(26) The Congregational Church
The Congregational Church in Upton Heath came into being from a very simple and humble beginning almost a century ago.
In 1858 six young men from Queen Street Congregational Church began to hold open-air religious meetings in the wheelwright's yard where the Wheatsheaf Inn now stands. The interest in these gatherings increased, and the group of worshippers, which included the owner himself, began to use the wheelwright's shop for their meeting place.
As the congregations increased the County Union resolved to build a chapel at Upton, and in 1860 the first Congregational Church building was completed and opened, and a Sunday school was formed.
But, as the years went by, this first building, which is
now the village newspaper shop, became too small and inconvenient for the
growing population. So plans were made and funds raised, and in June 1900 the
foundation stone was laid for the new Congregational Church which we now know,
situated near the site of
the original meeting-place.
The present building is of Gothic design; it is faced with Ruabon bricks, with stone dressing to the windows, and it provides accommodation for about three hundred people. In the interior a screen separates the chapel from the schoolroom. The three sanctuary windows on the west side of the church are memorial windows executed in stained glass. The centre window, showing Christ blessing the little children, is in memory of Mr. William Bradley; the window on the right, showing Christ as the Hope of the World, is a memorial to Mr. Sidney Clark, given by his wife; and the window on the left, showing Christ as the Light of the World, is in memory of Mr. William Pearson.
The cost of this building was £1,500, some of which was given by Queen Street Church, and some by subscribers of Upton.
The opening ceremony was conducted by the Minister of the Mother Church in Queen Street, Chester, the Rev. D. (27) Wynne Evans, and the stone-laying was performed by Mrs. Mary Clark of London, and Mrs. Sidney Clark of Upton, who, with her husband, Mr. S. J. W. Clarke, had always taken a great interest in the Upton Chapel. After this a number of people laid bricks and. contributed towards the building.
Until 1946 the Church was affiliated with Queen Street Church. There was no resident minister in the Upton Church until the beginning of 1947, when the Rev. E. F. Gurney was appointed. He remained here until 1949 and, after a short interval, his place was taken by the present minister, the Rev. D. D. Robertson.

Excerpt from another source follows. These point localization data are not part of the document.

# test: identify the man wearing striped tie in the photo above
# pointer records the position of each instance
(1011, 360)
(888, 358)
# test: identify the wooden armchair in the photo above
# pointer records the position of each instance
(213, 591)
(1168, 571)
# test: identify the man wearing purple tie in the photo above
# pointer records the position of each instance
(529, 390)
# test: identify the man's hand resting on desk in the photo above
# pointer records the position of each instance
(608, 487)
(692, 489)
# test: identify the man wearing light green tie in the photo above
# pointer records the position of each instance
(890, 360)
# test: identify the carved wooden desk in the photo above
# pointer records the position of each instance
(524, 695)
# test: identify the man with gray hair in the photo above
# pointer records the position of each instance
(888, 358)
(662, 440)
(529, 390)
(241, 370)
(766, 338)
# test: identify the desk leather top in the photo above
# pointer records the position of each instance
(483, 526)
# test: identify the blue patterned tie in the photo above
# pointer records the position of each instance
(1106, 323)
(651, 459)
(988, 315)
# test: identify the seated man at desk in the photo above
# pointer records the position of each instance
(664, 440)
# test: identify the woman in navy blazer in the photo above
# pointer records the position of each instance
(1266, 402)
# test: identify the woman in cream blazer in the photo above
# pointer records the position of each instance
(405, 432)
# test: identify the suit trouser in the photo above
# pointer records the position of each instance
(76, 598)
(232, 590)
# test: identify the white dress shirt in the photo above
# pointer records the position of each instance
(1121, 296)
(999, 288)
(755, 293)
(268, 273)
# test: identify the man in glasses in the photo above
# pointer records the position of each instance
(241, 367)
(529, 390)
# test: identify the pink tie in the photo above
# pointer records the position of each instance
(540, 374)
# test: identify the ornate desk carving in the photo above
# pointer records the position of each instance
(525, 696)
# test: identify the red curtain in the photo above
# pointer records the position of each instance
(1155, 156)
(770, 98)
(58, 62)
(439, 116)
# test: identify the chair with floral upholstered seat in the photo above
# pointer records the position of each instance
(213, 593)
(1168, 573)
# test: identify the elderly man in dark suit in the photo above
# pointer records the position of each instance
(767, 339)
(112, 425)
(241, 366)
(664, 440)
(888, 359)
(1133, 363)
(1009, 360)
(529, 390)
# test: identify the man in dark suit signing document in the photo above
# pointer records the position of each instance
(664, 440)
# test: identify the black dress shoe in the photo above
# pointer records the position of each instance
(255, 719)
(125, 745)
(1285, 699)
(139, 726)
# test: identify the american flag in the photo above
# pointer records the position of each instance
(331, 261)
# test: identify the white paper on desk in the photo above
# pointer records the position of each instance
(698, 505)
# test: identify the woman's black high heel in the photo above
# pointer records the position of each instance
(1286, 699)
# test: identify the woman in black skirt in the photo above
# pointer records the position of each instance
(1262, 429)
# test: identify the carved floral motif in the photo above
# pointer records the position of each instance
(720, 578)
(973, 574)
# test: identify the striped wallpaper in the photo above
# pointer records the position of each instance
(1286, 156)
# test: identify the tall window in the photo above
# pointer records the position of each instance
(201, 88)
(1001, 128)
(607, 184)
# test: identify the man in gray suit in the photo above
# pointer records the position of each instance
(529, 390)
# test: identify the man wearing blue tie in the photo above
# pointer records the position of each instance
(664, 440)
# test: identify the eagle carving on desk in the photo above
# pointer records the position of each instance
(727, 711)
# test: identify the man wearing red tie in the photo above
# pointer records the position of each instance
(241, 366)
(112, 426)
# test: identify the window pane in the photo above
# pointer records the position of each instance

Now, in 1951, the Upton Congregational Church looks ahead into the future and feels again the need to expand. There is a building fund in existence, and it is hoped soon to be able to erect a separate building consisting of a hall and classrooms in the field adjoining the church, where the Sunday school and all youth activities can be accommodated. Then the whole of the church building can be used for the purposes of worship.